This week we received word of two Knot ring recoveries from the BTO. These birds were found dead at two separate locations on islands in the Wadden Sea on the northwest coast of Germany.
|Wadden Sea Wikipedia
The Wadden Sea spans from The Netherlands along the coast of Germany and to the western half of the Danish coast. It’s an area well known to ornithologists as many species of waders, geese and ducks winter there, or use it as a re-fuelling or moulting area on their migration.
The birds were cannon-netted and ringed on 30th January, 2014 at the Merrion Gate Spit on Sandymount Strand in Dublin Bay.
|Ringing (blue) and recovery (yellow) locations for the two Knots
The first bird (ST40506) was found on 24th July on the island of Helgoland, a total of 932 km from Dublin Bay. Helgoland is well known for its bird observatory and gives its name to a style of bird trap used to catch birds for ringing. The island is in the middle of a major migratory thoroughfare, so is superbly well placed for studying bird movements.
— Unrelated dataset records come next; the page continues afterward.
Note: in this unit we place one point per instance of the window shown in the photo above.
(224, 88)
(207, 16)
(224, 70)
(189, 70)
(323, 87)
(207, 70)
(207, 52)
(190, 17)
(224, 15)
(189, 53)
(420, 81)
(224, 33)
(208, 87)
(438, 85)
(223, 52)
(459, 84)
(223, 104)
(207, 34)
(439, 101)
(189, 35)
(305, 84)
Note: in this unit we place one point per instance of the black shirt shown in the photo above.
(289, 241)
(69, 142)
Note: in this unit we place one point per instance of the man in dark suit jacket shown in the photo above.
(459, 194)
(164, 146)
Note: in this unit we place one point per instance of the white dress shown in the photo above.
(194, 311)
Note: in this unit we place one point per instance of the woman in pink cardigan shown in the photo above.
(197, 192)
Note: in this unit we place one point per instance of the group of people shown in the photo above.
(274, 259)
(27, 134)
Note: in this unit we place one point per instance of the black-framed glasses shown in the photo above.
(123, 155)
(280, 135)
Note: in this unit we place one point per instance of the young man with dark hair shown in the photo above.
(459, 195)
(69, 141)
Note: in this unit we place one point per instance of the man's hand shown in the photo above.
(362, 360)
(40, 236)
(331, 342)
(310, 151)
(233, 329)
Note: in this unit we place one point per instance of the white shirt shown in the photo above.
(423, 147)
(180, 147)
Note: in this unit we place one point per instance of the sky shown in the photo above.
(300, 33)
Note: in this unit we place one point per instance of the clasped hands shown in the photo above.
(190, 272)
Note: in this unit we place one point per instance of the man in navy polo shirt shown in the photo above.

The second bird (ST40507) was recovered on 12th August, 962 km from Dublin, at Sylt Island just off the German coast. This sandy island, connected to the mainland by a causeway, supports thousands of waterbirds each winter.
|Sylt Island, Wadden Sea, Germany Wikipedia
As both birds were described as “long dead” by the finders, it is most likely that these individuals perished on their way to their breeding grounds. They were most likely fuelling up in the Wadden Sea before making a two-step journey to their breeding grounds in Greenland and High Arctic Canada.